We use electrolysis to extract oxygen from water and convert it into breathable gas for divers
Hey everyone I´m Leo, the founder of DAIVIN!
TL;DR
Did you know, a single bottle of water contains enough oxygen to sustain a human for a day?
DAIVIN uses electrolysis to extract the oxygen from water and convert it into breathable gas for divers, enabling tankless underwater breathing limited only by battery duration.
Demo video: https://youtu.be/r5HfL8Bw0dw
👤 The Team
Hi I’m Leo, I’m an electrical engineer with seven years of experience in the electrical industry and the youngest person in Finland to achieve the highest national electrical certification, authorizing me to independently execute and sign off complex electrical power lines. I’m also a certified diver and served in the military.
Underwater diving technology hasn’t changed in almost 100 years, and is rife with problems:
DAIVIN! removes tanks entirely, enabling missions to start anywhere with a shoebox-sized system.
**Put on the vest:**
You wear a lightweight vest with triple-redundant electrolyzers.

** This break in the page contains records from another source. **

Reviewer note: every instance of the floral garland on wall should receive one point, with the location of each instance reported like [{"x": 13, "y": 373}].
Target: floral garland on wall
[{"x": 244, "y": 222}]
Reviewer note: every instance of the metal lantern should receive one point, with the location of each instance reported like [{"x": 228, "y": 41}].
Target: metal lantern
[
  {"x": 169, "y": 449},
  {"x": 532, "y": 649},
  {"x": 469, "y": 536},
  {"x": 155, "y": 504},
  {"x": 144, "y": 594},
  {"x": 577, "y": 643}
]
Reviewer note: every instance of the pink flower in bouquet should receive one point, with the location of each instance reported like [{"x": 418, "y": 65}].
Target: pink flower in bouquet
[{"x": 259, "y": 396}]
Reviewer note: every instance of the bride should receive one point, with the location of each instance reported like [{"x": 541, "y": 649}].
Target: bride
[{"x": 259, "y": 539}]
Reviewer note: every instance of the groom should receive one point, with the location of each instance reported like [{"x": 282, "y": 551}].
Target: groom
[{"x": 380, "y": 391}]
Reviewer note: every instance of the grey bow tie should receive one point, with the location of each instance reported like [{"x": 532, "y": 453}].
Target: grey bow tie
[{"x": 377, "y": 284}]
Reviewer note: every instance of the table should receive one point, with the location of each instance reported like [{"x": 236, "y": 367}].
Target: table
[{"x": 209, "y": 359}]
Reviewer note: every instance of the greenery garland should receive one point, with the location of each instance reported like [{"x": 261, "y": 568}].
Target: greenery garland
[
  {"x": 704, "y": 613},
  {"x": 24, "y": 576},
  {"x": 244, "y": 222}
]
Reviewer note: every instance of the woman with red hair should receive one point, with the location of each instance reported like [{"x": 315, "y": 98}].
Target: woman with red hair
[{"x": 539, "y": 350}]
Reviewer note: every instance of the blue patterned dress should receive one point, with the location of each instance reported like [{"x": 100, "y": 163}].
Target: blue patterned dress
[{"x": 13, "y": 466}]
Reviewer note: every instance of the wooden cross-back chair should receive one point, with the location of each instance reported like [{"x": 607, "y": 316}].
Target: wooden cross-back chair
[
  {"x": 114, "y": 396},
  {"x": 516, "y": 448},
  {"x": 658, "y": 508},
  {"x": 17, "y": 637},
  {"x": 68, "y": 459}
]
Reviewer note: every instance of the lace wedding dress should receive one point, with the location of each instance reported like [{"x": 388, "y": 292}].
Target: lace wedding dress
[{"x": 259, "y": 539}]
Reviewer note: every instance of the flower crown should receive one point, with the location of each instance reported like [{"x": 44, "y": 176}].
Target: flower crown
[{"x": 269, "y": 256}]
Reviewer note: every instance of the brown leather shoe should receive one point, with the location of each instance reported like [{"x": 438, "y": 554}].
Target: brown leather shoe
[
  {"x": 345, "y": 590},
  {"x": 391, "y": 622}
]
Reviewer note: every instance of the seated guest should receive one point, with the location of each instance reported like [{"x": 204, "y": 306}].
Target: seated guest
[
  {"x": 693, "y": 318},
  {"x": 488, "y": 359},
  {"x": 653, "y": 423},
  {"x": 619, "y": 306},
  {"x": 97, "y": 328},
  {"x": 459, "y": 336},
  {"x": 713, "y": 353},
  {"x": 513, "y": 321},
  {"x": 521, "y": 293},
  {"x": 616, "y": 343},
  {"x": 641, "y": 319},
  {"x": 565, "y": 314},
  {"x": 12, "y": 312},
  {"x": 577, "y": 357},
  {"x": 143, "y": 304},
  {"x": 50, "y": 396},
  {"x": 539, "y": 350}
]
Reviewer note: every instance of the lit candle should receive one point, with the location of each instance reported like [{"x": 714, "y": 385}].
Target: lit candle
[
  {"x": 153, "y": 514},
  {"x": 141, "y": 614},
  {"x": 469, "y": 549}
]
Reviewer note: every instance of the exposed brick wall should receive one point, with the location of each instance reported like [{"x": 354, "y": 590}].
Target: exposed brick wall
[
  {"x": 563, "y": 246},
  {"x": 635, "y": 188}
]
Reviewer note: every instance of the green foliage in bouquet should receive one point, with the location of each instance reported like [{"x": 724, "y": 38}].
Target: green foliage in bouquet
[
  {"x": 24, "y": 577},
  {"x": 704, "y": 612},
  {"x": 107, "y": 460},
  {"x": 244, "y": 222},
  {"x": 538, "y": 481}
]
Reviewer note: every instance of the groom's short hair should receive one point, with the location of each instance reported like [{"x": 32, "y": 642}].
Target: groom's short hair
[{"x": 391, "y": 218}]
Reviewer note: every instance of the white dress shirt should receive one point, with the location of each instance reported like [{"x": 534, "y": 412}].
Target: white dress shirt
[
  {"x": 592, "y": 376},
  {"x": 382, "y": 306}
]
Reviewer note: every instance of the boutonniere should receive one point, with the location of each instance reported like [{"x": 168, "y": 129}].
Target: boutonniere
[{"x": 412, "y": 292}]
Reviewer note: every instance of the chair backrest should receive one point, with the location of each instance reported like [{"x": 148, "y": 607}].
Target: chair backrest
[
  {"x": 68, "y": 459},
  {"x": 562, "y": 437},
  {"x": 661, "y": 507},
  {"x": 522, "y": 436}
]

**Strap on the batteries:**
A lightweight battery belt replaces the traditional weight belt. The system is quadruple-redundant at the circuitry level, meaning that even if a wire were to fail, three independent paths per electrolyzer maintain continuous gas generation.
Electrolyzing H₂O
Our device uses the resource you are already in: water. We apply traditional electrolysis, where DC current splits the water molecule (H₂O) into oxygen (O₂) for breathing and hydrogen (H₂), enabling deep diving to depths of 200 meters / 650 ft without nitrogen narcosis, oxygen toxicity or dependence on expensive helium.
**Dive Freely:**
If decompression is required, decompression time is reduced because hydrogen exits body tissues faster than nitrogen. If entangled, a single palm sized battery can provide up to one hour of additional breathing time. If operating remotely with no support team, recharge anywhere using solar power. No tank logistics. No cognitive load.
Today, oxygen is treated as a logistics problem: moving heavy, pressurized gas from point A to point B. That framing is wrong. Oxygen is fundamentally an energy problem.
Where logistics break down, on-demand generation wins. In crisis zones or at high altitude, carrying tanks is a liability. It is far more efficient to carry - or source - water and convert it into oxygen when needed, whether for wounded personnel or climbers operating far from support.
The same logic applies to space. A pressurized oxygen tank is limited in gas supply, but water is abundant, and already present. In space, we won’t transport air; we’ll extract oxygen from ice.
Even in airplanes and hospitals, oxygen delivery still relies on bulky tanks or legacy systems like pressure swing adsorption that consume space and deliver lower purity oxygen. From first principles, water plus electricity yields the highest-purity oxygen possible.
We’ve been hauling the container when we should have been bringing the source.